The last player in the sector I wanted to note was
ZiXi. While I briefly spoke with ZiXi representatives while writing this, I didn't manage to communicate properly before my deadline, so here is what I know from the company's literature and a few customer comments: ZiXi offers a platform that optimizes video transfer for OTT, internet, and mobile applications. The platform obviously offers a richer range of features than just UDP-optimized streaming, and it has P2P negotiation and transmuxing so you can flip your video from standards such as RTMP out to MPEG-TS, as you can with servers such as Wowza. Internally, within its own ecosystem, the company uses its own hybrid ZiXi protocol, including features such as forward error correction, combining applications layer software in a product called Broadcaster that looks like a server with several common muxes (RTMP, HLS, etc.) and includes ZiXi. If you have an encoder with ZiXi running, then you can contribute directly to the server using the company's RUDP-type transport.
Worth the Cost?
I am aware none of these companies licenses their software trivially. The software packages are their core intellectual properties, and defending them is vital to the companies' success. I also realize that some of the problems that they purport to address may "go away" when you deploy their technology, but in all honesty, that may be a little like replacing the engine of your car because a spark plug is misfiring.

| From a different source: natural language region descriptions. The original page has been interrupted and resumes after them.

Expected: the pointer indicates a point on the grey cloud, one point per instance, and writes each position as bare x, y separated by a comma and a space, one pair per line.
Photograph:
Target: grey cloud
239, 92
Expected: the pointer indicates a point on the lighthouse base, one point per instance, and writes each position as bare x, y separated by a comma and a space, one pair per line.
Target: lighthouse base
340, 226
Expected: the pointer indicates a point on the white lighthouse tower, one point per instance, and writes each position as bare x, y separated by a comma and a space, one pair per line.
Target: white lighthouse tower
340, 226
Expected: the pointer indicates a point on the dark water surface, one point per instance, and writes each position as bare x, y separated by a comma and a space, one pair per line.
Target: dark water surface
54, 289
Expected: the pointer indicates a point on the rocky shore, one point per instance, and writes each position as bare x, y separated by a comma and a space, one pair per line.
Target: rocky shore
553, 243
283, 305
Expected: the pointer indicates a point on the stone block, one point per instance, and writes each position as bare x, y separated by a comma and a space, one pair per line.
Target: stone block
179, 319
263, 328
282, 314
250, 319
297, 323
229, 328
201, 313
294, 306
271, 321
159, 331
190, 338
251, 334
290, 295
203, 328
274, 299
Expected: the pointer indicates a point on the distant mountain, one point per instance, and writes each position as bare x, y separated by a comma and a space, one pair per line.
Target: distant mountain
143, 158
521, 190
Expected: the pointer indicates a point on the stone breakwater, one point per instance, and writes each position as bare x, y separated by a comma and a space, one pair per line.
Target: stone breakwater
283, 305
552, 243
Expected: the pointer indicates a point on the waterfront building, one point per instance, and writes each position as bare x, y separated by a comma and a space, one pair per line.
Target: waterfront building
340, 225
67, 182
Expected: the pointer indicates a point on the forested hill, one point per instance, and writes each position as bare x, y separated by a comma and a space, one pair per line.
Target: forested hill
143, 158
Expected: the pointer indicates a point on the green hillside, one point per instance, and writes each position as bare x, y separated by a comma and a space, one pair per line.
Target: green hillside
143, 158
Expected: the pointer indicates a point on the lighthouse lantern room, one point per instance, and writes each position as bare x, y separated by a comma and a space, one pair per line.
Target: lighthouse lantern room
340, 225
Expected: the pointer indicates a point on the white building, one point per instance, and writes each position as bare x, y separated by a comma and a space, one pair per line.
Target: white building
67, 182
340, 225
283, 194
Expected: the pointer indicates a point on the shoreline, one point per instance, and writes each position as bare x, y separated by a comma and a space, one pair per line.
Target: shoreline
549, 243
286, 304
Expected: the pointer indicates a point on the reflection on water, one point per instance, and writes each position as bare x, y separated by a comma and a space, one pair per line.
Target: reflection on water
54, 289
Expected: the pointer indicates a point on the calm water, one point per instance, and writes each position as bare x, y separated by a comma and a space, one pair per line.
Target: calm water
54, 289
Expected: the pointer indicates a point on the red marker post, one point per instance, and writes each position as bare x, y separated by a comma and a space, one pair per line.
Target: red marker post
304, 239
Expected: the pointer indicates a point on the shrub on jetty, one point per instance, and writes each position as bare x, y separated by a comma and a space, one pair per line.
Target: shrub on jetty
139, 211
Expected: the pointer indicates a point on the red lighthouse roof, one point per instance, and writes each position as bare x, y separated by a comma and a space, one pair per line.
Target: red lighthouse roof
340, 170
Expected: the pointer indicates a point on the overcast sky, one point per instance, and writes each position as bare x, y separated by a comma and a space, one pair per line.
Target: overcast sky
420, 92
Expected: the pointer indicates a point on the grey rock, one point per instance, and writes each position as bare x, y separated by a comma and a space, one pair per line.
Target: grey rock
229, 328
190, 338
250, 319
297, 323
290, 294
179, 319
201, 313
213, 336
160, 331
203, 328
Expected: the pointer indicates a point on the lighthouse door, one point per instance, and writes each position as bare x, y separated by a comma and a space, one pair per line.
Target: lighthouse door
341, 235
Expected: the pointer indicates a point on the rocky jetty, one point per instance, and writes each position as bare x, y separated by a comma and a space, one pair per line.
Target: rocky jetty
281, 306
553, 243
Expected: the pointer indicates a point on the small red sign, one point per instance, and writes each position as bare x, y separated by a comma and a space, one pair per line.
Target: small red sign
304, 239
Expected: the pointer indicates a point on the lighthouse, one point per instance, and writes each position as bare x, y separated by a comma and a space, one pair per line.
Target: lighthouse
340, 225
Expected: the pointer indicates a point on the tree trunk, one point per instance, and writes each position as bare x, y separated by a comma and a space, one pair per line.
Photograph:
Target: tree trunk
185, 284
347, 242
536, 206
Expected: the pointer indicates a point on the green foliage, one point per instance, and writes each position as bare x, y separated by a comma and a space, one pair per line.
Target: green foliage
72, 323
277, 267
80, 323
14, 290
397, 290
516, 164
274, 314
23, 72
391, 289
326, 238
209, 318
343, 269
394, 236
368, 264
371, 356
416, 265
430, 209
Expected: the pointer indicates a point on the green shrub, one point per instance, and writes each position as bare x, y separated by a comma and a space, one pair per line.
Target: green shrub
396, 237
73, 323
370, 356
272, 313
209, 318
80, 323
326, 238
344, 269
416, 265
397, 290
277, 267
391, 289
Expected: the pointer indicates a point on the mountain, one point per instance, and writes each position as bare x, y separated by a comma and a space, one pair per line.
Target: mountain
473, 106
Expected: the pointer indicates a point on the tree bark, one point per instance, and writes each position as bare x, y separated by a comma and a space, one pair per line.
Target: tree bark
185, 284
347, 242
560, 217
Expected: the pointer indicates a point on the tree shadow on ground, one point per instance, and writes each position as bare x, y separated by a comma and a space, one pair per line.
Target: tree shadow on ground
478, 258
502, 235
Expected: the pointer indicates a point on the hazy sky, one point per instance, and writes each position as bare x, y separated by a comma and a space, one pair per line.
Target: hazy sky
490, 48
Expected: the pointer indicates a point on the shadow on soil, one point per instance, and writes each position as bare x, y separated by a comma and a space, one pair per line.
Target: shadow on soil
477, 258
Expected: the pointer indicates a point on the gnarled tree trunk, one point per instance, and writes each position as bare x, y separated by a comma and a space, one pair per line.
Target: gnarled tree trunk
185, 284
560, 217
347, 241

I am left wondering where the customer can find the balance between the productivity gains in accelerating his or her workflow with these techniques (free or commercial) against the cost of a private connection plus either the cost of development time to implement one of the open/free standards or the cost of buying a supported solution.
The pricing indication I have from a few undisclosed sources is that you need to be expecting to spend a few thousand on the commercial vendor's licensing, and then more for applications, appliances, and support. This can quickly rise to a significant number.
This increased cost to improve the productivity of your workflow must be at some considerable scale, since I personally think that a little TCP window sizing, and perhaps paying for slightly "fatter" internet access, may resolve most problems -- particularly in archive transfer and so on -- and is unlikely to cost thousands.
However, at scale, where those optimizations start to make a significant productivity difference, it clearly makes a lot of sense to engage with a commercially supported provider to see if its offering can help.
At the end of the day, regardless of the fact that with a good developer you can do most things for free, there are important drivers in large businesses that will force an operator to choose to pay for a supported, tested, and robust option. For many of the same reasons, Red Hat Linux was a premium product, despite Linux itself being free.
I urge you to explore this space. To misquote James Brown: "Get on the goodput!"